A Rivers, Area 31.0 16.4 10.7 11.3 7.2 8.6 5.5 4.2 5.1 335

B Population 33.9 20.4 14.2 8.1 7.2 6.2 4.1 3.7 2.2 3259

C Constants 41.3 14.4 4.8 8.6 10.6 5.8 1.0 2.9 10.6 104

D Newspapers 30.0 18.0 12.0 10.0 8.0 6.0 6.0 5.0 5.0 100

E Specific Heat 24.0 18.4 16.2 14.6 10.6 4.1 3.2 4.8 4.1 1389

F Pressure 29.6 18.3 12.8 9.8 8.3 6.4 5.7 4.4 4.7 703

G H.P. Lost 30.0 18.4 11.9 10.8 8.1 7.0 5.1 5.1 3.6 690

H Mol. Wgt. 26.7 25.2 15.4 10.8 6.7 5.1 4.1 2.8 3.2 1800

I Drainage 27.1 23.9 13.8 12.6 8.2 5.0 5.0 2.5 1.9 159

J Atomic Wgt. 47.2 18.7 5.5 4.4 6.6 4.4 3.3 4.4 5.5 91

K n^(-1), sqrt(n) 25.7 20.3 9.7 6.8 6.6 6.8 7.2 8.0 8.9 5000

L Design 26.8 14.8 14.3 7.5 8.3 8.4 7.0 7.3 5.6 560

M Reader’s Digest 33.4 18.5 12.4 7.5 7.1 6.5 5.5 4.9 4.2 308

N Cost Data 32.4 18.8 10.1 10.1 9.8 5.5 4.7 5.5 3.1 741

O X-Ray Volts 27.9 17.5 14.4 9.0 8.1 7.4 5.1 5.8 4.8 707

P Am. League 32.7 17.6 12.6 9.8 7.4 6.4 4.9 5.6 3.0 1458

Q Blackbody 31.0 17.3 14.1 8.7 6.6 7.0 5.2 4.7 5.4 1165

R Addresses 28.9 19.2 12.6 8.8 8.5 6.4 5.6 5.0 5.0 342

S n^1, n^2…n! 25.3 16.0 12.0 10.0 8.5 8.8 6.8 7.1 5.5 900

T Death Rate 27.0 18.6 15.7 9.4 6.7 6.5 7.2 4.8 4.1 418

Average 30.6 18.5 12.4 9.4 8.0 6.4 5.1 4.9 4.7 1011

Probable Error +/-0.8 +/-0.4 +/-0.4 +/-0.3 +/-0.2 +/-0.2 +/-0.2 +/-0.3

The following table gives the distribution of the first digit of the mantissa following Benford’s Law using a number of different methods.

method OEIS sequence

Sainte-Lague A055439 1, 2, 3, 1, 4, 5, 6, 1, 2, 7, 8, 9, …

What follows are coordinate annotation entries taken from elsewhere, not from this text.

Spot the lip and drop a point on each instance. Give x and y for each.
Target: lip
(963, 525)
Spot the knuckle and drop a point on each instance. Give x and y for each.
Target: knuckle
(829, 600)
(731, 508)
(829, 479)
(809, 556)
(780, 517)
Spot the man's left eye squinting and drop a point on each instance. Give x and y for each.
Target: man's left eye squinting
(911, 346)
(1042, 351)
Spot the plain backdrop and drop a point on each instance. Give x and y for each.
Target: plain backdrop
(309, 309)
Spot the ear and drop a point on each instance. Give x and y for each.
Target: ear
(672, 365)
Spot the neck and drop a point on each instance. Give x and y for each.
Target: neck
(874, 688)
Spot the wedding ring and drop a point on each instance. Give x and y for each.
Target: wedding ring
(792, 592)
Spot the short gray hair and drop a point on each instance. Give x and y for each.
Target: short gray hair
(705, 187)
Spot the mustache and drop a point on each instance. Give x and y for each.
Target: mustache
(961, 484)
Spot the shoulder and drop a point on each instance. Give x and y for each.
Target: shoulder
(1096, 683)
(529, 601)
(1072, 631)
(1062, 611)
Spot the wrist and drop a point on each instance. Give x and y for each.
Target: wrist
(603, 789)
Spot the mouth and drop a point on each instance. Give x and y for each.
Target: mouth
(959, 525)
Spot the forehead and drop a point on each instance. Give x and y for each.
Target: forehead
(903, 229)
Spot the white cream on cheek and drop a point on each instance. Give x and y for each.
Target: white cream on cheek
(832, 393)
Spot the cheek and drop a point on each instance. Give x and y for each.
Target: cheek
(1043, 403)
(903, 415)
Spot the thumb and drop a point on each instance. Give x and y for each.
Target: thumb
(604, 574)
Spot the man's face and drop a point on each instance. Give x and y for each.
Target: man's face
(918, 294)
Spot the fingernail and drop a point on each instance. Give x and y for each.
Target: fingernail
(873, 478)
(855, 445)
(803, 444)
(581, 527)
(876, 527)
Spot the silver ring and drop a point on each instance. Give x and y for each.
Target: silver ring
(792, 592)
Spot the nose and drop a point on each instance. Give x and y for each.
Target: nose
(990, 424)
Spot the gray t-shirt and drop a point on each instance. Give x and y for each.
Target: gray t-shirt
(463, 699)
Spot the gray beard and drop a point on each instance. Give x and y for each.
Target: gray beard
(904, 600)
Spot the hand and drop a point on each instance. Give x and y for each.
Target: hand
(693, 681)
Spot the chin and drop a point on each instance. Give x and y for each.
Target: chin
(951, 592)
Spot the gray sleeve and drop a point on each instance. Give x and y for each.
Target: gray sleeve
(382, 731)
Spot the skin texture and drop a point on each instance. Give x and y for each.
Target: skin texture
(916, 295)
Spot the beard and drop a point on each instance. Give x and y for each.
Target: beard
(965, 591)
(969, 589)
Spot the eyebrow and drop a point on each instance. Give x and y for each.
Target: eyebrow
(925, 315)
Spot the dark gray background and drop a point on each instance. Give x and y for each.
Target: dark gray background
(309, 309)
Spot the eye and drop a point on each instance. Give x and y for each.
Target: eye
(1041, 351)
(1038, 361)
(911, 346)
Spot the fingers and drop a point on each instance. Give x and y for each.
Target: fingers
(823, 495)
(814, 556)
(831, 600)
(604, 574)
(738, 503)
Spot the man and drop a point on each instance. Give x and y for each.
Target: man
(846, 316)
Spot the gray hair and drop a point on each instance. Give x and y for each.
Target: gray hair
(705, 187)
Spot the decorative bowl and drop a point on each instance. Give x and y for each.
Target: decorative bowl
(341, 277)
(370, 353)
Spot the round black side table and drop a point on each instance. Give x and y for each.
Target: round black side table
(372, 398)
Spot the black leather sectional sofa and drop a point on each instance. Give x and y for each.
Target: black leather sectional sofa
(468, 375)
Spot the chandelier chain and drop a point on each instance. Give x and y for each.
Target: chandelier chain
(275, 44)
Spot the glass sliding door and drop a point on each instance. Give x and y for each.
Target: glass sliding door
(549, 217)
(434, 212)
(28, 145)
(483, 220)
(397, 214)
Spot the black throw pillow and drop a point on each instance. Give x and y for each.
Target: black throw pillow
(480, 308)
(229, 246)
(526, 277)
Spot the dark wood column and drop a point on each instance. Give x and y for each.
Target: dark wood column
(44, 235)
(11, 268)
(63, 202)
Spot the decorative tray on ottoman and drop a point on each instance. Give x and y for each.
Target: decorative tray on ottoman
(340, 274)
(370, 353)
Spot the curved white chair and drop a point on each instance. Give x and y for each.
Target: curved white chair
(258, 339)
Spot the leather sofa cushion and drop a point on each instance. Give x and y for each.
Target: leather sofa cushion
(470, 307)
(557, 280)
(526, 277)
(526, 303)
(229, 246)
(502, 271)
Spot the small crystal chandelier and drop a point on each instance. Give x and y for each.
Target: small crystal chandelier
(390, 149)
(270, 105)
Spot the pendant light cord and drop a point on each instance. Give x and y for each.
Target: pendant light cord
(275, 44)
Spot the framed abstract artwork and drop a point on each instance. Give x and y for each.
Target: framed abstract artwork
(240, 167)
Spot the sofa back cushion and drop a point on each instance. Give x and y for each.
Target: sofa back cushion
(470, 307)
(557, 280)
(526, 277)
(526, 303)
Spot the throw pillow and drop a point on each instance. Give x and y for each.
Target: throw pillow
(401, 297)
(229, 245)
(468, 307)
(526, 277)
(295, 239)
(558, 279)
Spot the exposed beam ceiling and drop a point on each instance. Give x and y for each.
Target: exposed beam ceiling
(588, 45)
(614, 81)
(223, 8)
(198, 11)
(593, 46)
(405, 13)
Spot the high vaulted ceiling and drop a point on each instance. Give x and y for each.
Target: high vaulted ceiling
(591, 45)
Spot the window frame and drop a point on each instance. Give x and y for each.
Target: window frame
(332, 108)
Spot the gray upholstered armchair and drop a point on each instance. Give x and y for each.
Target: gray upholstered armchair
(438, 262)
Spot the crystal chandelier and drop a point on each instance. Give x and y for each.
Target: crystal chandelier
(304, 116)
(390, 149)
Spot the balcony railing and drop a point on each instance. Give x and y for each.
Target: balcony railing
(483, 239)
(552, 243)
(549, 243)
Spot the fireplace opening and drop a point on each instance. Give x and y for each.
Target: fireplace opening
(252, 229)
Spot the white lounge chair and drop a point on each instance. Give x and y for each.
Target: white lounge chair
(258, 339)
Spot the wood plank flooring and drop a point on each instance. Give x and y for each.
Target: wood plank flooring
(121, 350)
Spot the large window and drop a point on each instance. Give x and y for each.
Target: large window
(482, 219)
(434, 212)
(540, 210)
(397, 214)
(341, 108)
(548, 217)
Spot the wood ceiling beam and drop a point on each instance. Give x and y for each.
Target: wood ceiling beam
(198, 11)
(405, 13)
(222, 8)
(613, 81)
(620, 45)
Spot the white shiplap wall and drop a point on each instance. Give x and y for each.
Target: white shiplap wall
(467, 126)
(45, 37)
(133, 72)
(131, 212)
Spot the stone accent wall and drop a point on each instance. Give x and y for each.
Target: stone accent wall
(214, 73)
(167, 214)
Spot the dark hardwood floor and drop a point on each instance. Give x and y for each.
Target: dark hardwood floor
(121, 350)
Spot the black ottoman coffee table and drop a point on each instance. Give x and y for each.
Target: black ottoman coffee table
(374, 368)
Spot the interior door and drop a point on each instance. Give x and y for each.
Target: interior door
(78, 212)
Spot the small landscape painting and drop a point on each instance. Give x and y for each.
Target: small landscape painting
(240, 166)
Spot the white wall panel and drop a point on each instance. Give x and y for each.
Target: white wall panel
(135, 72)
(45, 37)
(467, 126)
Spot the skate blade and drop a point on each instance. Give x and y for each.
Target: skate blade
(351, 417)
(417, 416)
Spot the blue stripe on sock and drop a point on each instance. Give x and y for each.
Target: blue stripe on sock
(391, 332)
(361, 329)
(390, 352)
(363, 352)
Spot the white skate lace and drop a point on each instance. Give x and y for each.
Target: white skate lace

d’Hondt A055440 1, 2, 1, 3, 1, 4, 2, 5, 1, 6, 3, 1, …

largest remainder, Hare quotas A055441 1, 2, 3, 4, 1, 5, 6, 7, 1, 2, 8, 1, …

largest remainder, Droop quotas A055442 1, 2, 3, 1, 4, 5, 6, 1, 2, 7, 8, 1, …

Languages

Weekly newsletter

No spam. Just the latest releases and tips, interesting articles, and exclusive interviews in your inbox every week.